After those extensions of eligibility have ceased, a widow who has not remarried or is not eligible for group insurance other than Medicare, or a dependent child without other group insurance, may participate in the Active Health & Welfare Plan as long as the monthly fee required by the Board of Trustees is paid. That fee is subject to change. When the widow reaches age 65, she may be covered by the Retiree Plan and Medicare would be the primary carrier.

If the deceased participant was a Retired member and eligible for Health & Welfare coverage, his spouse and eligible dependents remain covered for the month during which he/she died as well as an additional six months at no charge.

At the end of that period, a widow who has not remarried or is not eligible for group insurance other than Medicare, or a dependent child without other group insurance, may continue coverage as long as the monthly fee required by the Board of Trustees is paid. That fee is subject to change.

What happens if I divorce and remarry?

If the participant has divorced and remarried, the Fund Office will require copies of the Final Decree of Divorce and the certified copy of the Certificate of Marriage to the new spouse, as well as a new Health & Welfare Enrollment Form. Benefits on behalf of a new spouse or step-children will not be available until these documents have been submitted to the Fund Office.

Is retiree health and welfare coverage automatic?

No. Retiree Health & Welfare eligibility is based upon employment for employers who made contributions to the Health & Welfare Fund on behalf of an Active participant. Refer to Retiree Eligibility for the complete rules.
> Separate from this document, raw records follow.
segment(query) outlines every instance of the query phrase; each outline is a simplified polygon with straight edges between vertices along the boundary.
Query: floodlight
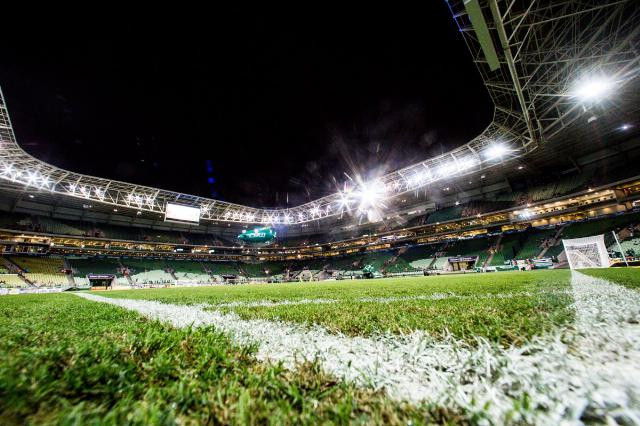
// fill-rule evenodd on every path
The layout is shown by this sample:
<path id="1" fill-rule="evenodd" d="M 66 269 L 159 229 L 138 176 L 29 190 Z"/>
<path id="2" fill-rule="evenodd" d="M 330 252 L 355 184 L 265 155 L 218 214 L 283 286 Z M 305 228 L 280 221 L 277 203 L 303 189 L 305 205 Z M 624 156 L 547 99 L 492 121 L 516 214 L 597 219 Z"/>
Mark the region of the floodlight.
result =
<path id="1" fill-rule="evenodd" d="M 440 177 L 448 177 L 456 171 L 456 165 L 453 162 L 444 163 L 438 166 L 437 173 Z"/>
<path id="2" fill-rule="evenodd" d="M 501 159 L 507 152 L 509 152 L 509 148 L 507 146 L 502 143 L 494 143 L 484 151 L 484 155 L 487 160 L 495 160 L 497 158 Z"/>
<path id="3" fill-rule="evenodd" d="M 429 170 L 424 170 L 422 173 L 418 173 L 416 178 L 418 182 L 425 183 L 431 179 L 431 172 L 429 172 Z"/>
<path id="4" fill-rule="evenodd" d="M 631 124 L 623 124 L 620 126 L 620 130 L 629 130 L 631 127 Z"/>
<path id="5" fill-rule="evenodd" d="M 355 192 L 359 201 L 358 210 L 367 211 L 371 207 L 377 207 L 385 198 L 385 186 L 382 182 L 363 182 Z"/>
<path id="6" fill-rule="evenodd" d="M 38 172 L 27 172 L 27 185 L 33 184 L 38 177 Z"/>
<path id="7" fill-rule="evenodd" d="M 341 191 L 339 193 L 340 198 L 338 199 L 338 208 L 340 210 L 349 210 L 349 205 L 353 202 L 353 199 L 350 197 L 351 191 Z"/>
<path id="8" fill-rule="evenodd" d="M 476 165 L 476 159 L 467 157 L 458 160 L 458 170 L 467 170 Z"/>
<path id="9" fill-rule="evenodd" d="M 408 179 L 406 179 L 407 182 L 407 186 L 409 188 L 413 187 L 413 186 L 417 186 L 418 183 L 420 182 L 420 175 L 416 174 Z"/>
<path id="10" fill-rule="evenodd" d="M 613 90 L 613 81 L 606 77 L 590 77 L 576 83 L 573 95 L 585 102 L 597 102 Z"/>
<path id="11" fill-rule="evenodd" d="M 528 209 L 525 209 L 520 213 L 520 217 L 522 219 L 531 219 L 532 216 L 533 216 L 533 213 Z"/>
<path id="12" fill-rule="evenodd" d="M 42 176 L 40 178 L 40 182 L 41 182 L 41 184 L 40 184 L 41 188 L 43 188 L 43 187 L 47 187 L 48 188 L 49 187 L 49 183 L 50 182 L 49 182 L 49 178 L 47 176 Z"/>

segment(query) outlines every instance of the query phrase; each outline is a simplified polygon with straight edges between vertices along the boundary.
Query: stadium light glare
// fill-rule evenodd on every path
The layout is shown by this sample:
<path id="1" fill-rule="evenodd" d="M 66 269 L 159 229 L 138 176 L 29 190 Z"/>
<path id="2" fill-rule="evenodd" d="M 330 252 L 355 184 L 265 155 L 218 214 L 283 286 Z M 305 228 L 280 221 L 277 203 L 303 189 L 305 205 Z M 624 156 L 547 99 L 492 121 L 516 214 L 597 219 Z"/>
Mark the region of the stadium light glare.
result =
<path id="1" fill-rule="evenodd" d="M 382 182 L 363 182 L 358 187 L 355 196 L 359 202 L 358 211 L 366 212 L 370 208 L 377 207 L 384 200 L 386 188 Z"/>
<path id="2" fill-rule="evenodd" d="M 38 172 L 27 173 L 27 185 L 32 185 L 38 179 Z"/>
<path id="3" fill-rule="evenodd" d="M 529 209 L 525 209 L 520 213 L 522 219 L 530 219 L 533 217 L 533 213 Z"/>
<path id="4" fill-rule="evenodd" d="M 584 102 L 597 102 L 613 91 L 613 81 L 606 77 L 588 77 L 578 81 L 573 95 Z"/>
<path id="5" fill-rule="evenodd" d="M 467 170 L 477 164 L 475 158 L 467 157 L 458 160 L 458 170 Z"/>
<path id="6" fill-rule="evenodd" d="M 406 178 L 405 182 L 407 183 L 407 188 L 413 188 L 414 186 L 417 186 L 418 183 L 420 182 L 420 176 L 416 173 L 410 178 Z"/>
<path id="7" fill-rule="evenodd" d="M 351 197 L 351 191 L 345 189 L 344 191 L 340 192 L 339 196 L 340 198 L 337 201 L 338 209 L 340 209 L 341 211 L 349 210 L 350 204 L 354 201 Z"/>
<path id="8" fill-rule="evenodd" d="M 409 188 L 422 186 L 432 180 L 433 180 L 433 176 L 431 175 L 431 171 L 423 170 L 421 172 L 416 172 L 410 178 L 406 178 L 405 182 L 409 189 Z M 398 189 L 400 189 L 401 184 L 400 182 L 395 181 L 392 185 L 389 185 L 389 186 L 391 187 L 390 188 L 388 187 L 387 191 L 397 191 Z"/>
<path id="9" fill-rule="evenodd" d="M 418 179 L 420 183 L 425 183 L 432 179 L 431 172 L 429 170 L 424 170 L 422 173 L 418 174 Z"/>
<path id="10" fill-rule="evenodd" d="M 49 188 L 49 178 L 47 176 L 40 176 L 40 188 Z"/>
<path id="11" fill-rule="evenodd" d="M 484 151 L 484 155 L 487 160 L 496 160 L 502 159 L 502 157 L 509 151 L 509 148 L 504 144 L 494 143 Z"/>
<path id="12" fill-rule="evenodd" d="M 444 163 L 438 166 L 437 174 L 440 177 L 451 176 L 456 171 L 456 165 L 453 162 Z"/>
<path id="13" fill-rule="evenodd" d="M 311 217 L 320 216 L 320 209 L 318 208 L 318 206 L 315 206 L 315 207 L 309 209 L 309 215 Z"/>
Retirees must pay a fee for coverage. The fees are set by the Trustees of the Health & Welfare Fund and are subject to change from time to time.

If, as an Active employee, you worked at the trade for a non-contributing employer, you will have incurred a Separation from Employment and may not qualify for Retiree Health & Welfare coverage.

If I return to covered employment, will I remain eligible on the retiree plan until I regain active eligibility?

Disability Pensioners who return to covered employment are covered for up to five months under the Retiree Plan. However, you must continue your Retiree self-payments during those five months. After that date Retiree eligibility ceases.

Early and Regular Pensioners who return to covered employment are covered until they regain Active eligibility if they enroll in the COBRA Program and make the monthly payment required.

If you are planning to return to covered employment after retirement, you must make arrangements with the Pension Department to maintain eligibility.